The move here is a preset regional flight – think three 2–3 oz pours from California or Europe – instead of building your own from the list. Regulars say these preset trios come faster and are easier to compare side by side. If you’re unsure, staff reportedly give a quick sip before you commit to a full pour, which helps when a Cabernet looks interesting but you’re boarding in 40 minutes.
Food is wine-bar light: cheese and charcuterie boards, flatbreads, and a few small plates, usually in the $14–$22 range. Reviews call the cheese boards and prosciutto-style charcuterie the safest orders, with flatbreads fine for one hungry person or two people just snacking. Portions run small for the price, so don’t roll in expecting a full dinner before a 3-hour hop to Denver.

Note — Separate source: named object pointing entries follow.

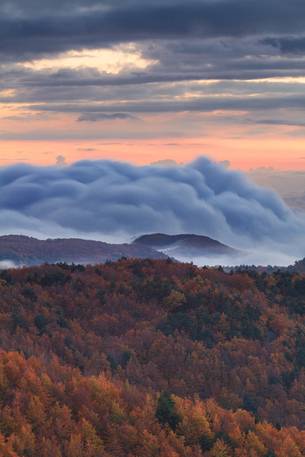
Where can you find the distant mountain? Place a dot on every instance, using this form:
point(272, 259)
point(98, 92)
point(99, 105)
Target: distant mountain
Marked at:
point(185, 245)
point(23, 250)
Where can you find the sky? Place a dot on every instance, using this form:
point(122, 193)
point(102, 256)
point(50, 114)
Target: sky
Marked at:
point(147, 80)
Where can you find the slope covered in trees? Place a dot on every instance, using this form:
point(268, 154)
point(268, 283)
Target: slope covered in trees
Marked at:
point(151, 358)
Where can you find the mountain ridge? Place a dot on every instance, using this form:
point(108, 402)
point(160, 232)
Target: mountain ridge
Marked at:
point(185, 244)
point(25, 250)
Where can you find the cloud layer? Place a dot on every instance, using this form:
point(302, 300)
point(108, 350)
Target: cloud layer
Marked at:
point(106, 199)
point(244, 48)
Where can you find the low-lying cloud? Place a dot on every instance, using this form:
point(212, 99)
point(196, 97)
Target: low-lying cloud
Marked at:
point(115, 200)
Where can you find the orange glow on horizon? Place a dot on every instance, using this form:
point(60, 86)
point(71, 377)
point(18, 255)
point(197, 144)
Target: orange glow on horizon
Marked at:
point(242, 154)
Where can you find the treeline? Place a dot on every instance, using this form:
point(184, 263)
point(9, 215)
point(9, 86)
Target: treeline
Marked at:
point(151, 358)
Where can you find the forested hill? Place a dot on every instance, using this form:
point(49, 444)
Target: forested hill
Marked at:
point(143, 358)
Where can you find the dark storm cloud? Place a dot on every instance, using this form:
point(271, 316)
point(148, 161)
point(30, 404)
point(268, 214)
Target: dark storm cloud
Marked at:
point(224, 40)
point(106, 198)
point(50, 28)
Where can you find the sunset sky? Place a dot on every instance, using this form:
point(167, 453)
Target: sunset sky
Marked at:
point(144, 81)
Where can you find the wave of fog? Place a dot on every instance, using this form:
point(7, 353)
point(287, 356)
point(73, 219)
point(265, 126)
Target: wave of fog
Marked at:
point(113, 200)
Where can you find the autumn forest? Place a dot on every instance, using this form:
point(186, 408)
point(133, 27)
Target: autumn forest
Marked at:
point(148, 358)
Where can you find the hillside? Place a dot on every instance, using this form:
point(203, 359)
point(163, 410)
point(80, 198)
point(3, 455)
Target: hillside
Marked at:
point(151, 358)
point(23, 250)
point(185, 245)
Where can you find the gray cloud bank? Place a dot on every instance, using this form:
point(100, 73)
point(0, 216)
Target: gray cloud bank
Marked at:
point(105, 199)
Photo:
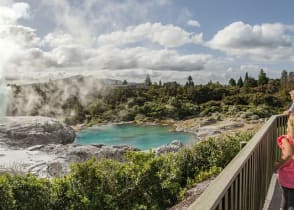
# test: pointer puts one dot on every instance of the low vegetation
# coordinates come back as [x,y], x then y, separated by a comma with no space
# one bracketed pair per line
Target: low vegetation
[141,181]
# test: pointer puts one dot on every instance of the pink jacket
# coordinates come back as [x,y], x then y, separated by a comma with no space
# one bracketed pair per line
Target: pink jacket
[286,171]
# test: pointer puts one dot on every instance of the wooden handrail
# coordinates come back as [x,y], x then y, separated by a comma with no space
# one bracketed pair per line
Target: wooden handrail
[243,184]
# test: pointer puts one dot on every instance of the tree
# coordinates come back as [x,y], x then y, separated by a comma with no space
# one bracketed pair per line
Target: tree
[232,82]
[240,82]
[262,78]
[245,82]
[189,82]
[284,79]
[148,80]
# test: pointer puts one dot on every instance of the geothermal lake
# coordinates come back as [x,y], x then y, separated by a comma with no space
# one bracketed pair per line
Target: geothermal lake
[143,137]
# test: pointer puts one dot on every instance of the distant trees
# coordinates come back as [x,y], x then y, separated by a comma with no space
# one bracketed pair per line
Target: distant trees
[232,82]
[262,78]
[240,82]
[148,80]
[189,82]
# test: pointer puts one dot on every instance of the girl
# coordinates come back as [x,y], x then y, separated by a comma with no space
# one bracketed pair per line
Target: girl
[286,166]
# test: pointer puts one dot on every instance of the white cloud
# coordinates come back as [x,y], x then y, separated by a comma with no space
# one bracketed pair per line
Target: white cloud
[193,23]
[265,41]
[164,35]
[9,15]
[58,38]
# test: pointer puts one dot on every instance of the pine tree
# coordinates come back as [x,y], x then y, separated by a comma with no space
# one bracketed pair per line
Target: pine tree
[148,80]
[232,82]
[284,79]
[262,79]
[240,82]
[189,82]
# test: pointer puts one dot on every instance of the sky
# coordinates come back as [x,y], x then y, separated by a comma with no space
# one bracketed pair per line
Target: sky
[128,39]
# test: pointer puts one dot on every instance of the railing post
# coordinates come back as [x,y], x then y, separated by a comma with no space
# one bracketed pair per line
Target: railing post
[244,183]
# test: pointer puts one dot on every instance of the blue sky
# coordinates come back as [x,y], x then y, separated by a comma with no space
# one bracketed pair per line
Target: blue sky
[127,39]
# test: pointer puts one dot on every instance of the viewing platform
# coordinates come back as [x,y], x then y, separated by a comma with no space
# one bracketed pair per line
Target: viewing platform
[248,182]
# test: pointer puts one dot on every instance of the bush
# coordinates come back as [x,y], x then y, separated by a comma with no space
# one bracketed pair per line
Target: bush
[141,181]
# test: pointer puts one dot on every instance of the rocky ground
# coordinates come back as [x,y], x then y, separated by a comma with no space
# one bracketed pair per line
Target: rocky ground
[44,146]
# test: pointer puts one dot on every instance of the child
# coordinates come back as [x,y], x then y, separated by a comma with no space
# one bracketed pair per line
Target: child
[286,166]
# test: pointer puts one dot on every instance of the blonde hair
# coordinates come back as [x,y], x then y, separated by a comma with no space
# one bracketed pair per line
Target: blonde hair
[290,125]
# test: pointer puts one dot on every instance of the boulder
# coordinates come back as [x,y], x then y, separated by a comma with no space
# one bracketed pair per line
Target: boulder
[27,131]
[174,146]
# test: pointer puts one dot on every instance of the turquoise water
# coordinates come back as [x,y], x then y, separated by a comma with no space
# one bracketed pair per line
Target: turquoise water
[140,136]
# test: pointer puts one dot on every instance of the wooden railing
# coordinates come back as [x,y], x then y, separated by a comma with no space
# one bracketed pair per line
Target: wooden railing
[244,183]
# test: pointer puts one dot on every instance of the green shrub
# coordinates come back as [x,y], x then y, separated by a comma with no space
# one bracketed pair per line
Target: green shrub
[141,181]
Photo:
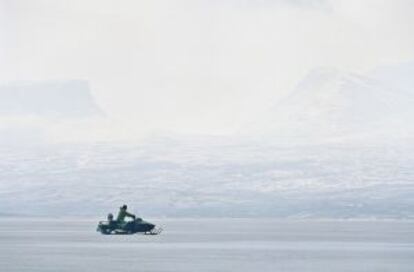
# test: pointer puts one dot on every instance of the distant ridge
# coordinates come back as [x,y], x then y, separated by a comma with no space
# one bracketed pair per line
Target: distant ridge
[50,99]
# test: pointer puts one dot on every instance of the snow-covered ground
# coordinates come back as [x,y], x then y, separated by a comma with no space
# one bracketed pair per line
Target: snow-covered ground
[31,245]
[177,178]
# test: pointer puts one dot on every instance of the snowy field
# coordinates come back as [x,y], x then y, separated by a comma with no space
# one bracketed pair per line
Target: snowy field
[209,245]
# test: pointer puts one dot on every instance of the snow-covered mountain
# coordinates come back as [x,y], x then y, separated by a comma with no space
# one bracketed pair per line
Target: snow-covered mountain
[331,105]
[338,168]
[48,99]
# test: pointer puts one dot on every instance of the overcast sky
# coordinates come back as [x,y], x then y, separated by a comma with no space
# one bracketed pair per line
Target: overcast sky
[197,66]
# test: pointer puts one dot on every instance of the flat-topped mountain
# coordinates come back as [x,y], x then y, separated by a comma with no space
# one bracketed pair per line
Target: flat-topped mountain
[50,99]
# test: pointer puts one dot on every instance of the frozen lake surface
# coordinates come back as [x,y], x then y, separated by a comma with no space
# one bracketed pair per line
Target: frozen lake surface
[209,245]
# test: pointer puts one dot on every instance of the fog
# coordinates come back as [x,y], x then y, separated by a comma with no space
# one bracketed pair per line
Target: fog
[207,108]
[195,66]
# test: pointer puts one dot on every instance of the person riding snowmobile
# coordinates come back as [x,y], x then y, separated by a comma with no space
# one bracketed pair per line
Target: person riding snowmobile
[122,214]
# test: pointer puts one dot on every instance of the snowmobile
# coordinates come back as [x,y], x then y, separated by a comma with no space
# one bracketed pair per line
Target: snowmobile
[131,227]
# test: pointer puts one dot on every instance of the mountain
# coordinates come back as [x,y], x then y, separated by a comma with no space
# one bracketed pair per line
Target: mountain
[49,99]
[338,170]
[329,105]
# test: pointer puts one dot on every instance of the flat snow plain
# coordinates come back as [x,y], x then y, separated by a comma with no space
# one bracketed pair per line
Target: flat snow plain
[209,245]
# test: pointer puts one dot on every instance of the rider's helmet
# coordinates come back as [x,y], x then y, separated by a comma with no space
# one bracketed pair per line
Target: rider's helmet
[110,217]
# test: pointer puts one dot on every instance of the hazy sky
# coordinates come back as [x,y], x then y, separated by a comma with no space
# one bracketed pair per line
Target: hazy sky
[201,65]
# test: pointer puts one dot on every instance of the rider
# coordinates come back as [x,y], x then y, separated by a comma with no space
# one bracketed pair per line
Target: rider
[122,214]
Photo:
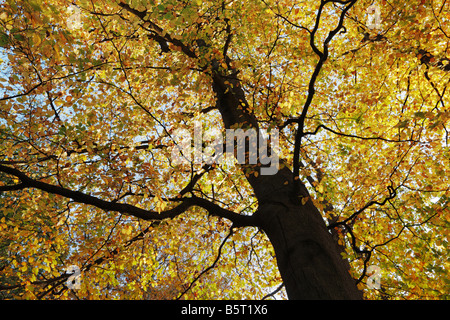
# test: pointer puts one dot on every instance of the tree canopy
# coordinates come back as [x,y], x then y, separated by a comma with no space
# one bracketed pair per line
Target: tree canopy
[92,92]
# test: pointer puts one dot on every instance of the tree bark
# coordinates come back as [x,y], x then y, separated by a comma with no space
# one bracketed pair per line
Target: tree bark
[308,258]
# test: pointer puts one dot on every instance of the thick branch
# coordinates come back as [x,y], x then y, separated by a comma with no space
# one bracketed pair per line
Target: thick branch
[213,209]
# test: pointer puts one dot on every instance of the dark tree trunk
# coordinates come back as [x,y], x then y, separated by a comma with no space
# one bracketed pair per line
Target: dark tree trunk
[308,257]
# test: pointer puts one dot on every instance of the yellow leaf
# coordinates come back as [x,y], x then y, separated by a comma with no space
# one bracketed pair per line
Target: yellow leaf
[305,200]
[320,188]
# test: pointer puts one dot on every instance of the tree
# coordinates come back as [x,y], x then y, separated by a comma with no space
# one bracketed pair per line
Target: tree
[95,93]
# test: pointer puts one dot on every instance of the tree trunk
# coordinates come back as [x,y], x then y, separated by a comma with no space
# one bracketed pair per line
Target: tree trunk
[308,257]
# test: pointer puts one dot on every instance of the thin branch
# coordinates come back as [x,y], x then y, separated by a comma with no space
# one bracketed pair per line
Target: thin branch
[230,233]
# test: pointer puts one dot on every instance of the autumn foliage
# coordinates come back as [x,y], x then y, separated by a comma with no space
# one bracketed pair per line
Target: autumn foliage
[92,91]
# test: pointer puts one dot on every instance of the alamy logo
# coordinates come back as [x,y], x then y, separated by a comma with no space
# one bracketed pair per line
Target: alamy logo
[208,147]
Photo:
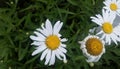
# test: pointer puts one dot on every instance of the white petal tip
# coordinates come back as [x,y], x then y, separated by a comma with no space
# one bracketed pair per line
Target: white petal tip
[91,64]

Seating can get tight around the 5–8 p.m. departure banks out of Terminal D, and that’s when complaints ramp up. Power outlets exist but not at every seat, so scoping a bar stool with a plug matters if you plan to work on a laptop through a 90-minute delay. Some regulars essentially treat the place as a paid lounge, stretching a single flight and snack over an hour.
Practical tip: if your gate is in far D (D20s and beyond), ask the server for your check as soon as your last pour arrives; walks to those end gates can hit 8–10 minutes at a slow pace.